Once we realize God leaves no room for confusion on just how important justice, mercy, and caring for the poor are, we become responsible. We can no longer claim ignorance or inexperience. We have to respond. We choose to turn a blind eye or we muster some imperfect courage to move toward it all, but one way or another, we respond.
Maybe this is all new for you. If so, start here. If there's something stirring in you to know more, to do more, or to just keep trying to figure it all out, these resources are for you!
Things to Watch
Stories Still Breathing - These collections of short films will absolutely alter your perspective and understanding of those living on the streets. You will never be the same. Be sure to watch the Dignum Memoria and SSB: The Series collections.

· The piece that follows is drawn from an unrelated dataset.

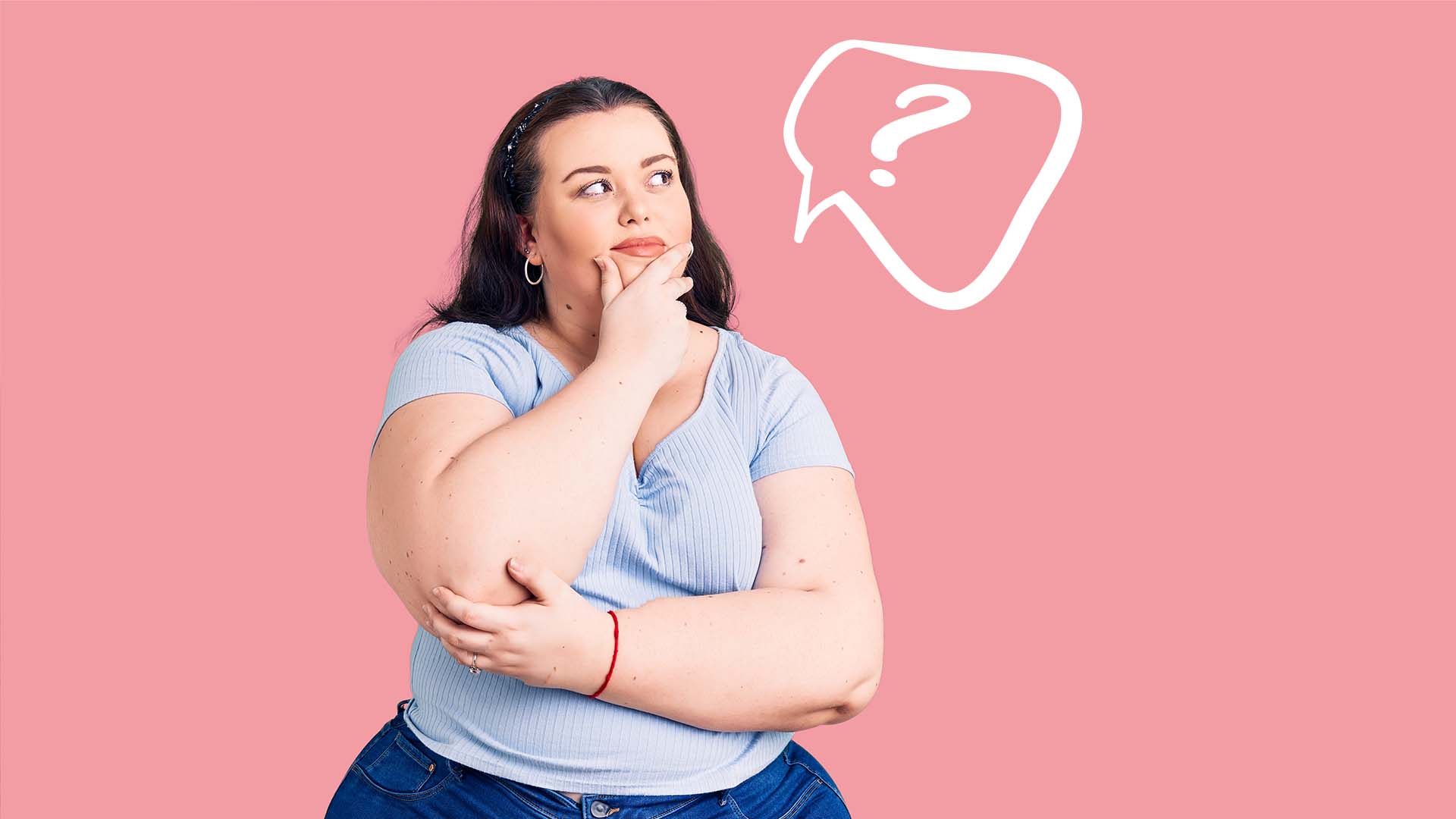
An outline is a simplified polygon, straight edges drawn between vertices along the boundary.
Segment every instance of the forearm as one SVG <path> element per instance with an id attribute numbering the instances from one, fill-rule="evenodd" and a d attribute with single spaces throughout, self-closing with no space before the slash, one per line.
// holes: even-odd
<path id="1" fill-rule="evenodd" d="M 508 580 L 505 561 L 521 555 L 571 581 L 601 533 L 652 396 L 638 373 L 593 363 L 467 444 L 427 493 L 438 580 L 473 600 L 513 605 L 529 595 Z"/>
<path id="2" fill-rule="evenodd" d="M 871 635 L 850 605 L 828 592 L 754 589 L 617 611 L 616 669 L 600 700 L 719 732 L 840 721 L 874 676 Z M 603 678 L 610 638 L 594 660 Z"/>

Tim Keller: Generous Justice - If you are like me, and somehow missed the undeniable theme of justice and caring for the poor in Scripture most of your life, please take time to watch Tim Keller explain God's heart for justice and what it means for us.

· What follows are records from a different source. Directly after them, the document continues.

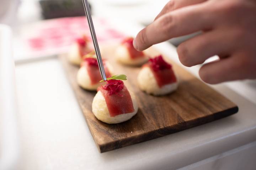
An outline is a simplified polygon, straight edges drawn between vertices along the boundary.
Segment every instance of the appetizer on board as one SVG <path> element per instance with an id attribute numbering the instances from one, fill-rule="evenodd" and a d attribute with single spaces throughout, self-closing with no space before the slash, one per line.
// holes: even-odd
<path id="1" fill-rule="evenodd" d="M 85 89 L 96 90 L 101 85 L 100 81 L 102 79 L 96 56 L 93 51 L 83 58 L 81 67 L 78 72 L 78 83 Z M 111 77 L 113 73 L 112 67 L 106 60 L 103 59 L 102 62 L 106 77 Z"/>
<path id="2" fill-rule="evenodd" d="M 165 61 L 161 55 L 150 58 L 142 66 L 137 80 L 141 90 L 156 96 L 170 93 L 178 86 L 172 66 Z"/>
<path id="3" fill-rule="evenodd" d="M 106 84 L 98 88 L 92 108 L 92 112 L 100 120 L 110 124 L 118 123 L 129 120 L 137 113 L 135 96 L 121 80 L 126 79 L 125 75 L 116 75 L 107 79 Z"/>
<path id="4" fill-rule="evenodd" d="M 133 47 L 133 38 L 124 39 L 117 47 L 115 56 L 119 62 L 126 65 L 141 66 L 148 60 L 148 57 L 142 51 L 138 51 Z"/>
<path id="5" fill-rule="evenodd" d="M 69 62 L 79 66 L 82 61 L 82 57 L 93 50 L 90 41 L 86 35 L 78 38 L 72 45 L 68 55 Z"/>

TED Talk - Gary Haugen: The Hidden Reason for Poverty the World Needs to Address Now - Gary Haugen is a civil rights lawyer and founder of International Justice Mission. Gary and IJM are leading the fight of the global epidemic of violence and injustice against the poor. There are more people living in slavery today than ever before in history. To fully understand the urgency of the fight for justice and the needs of the poor, we need to know what is going on globally.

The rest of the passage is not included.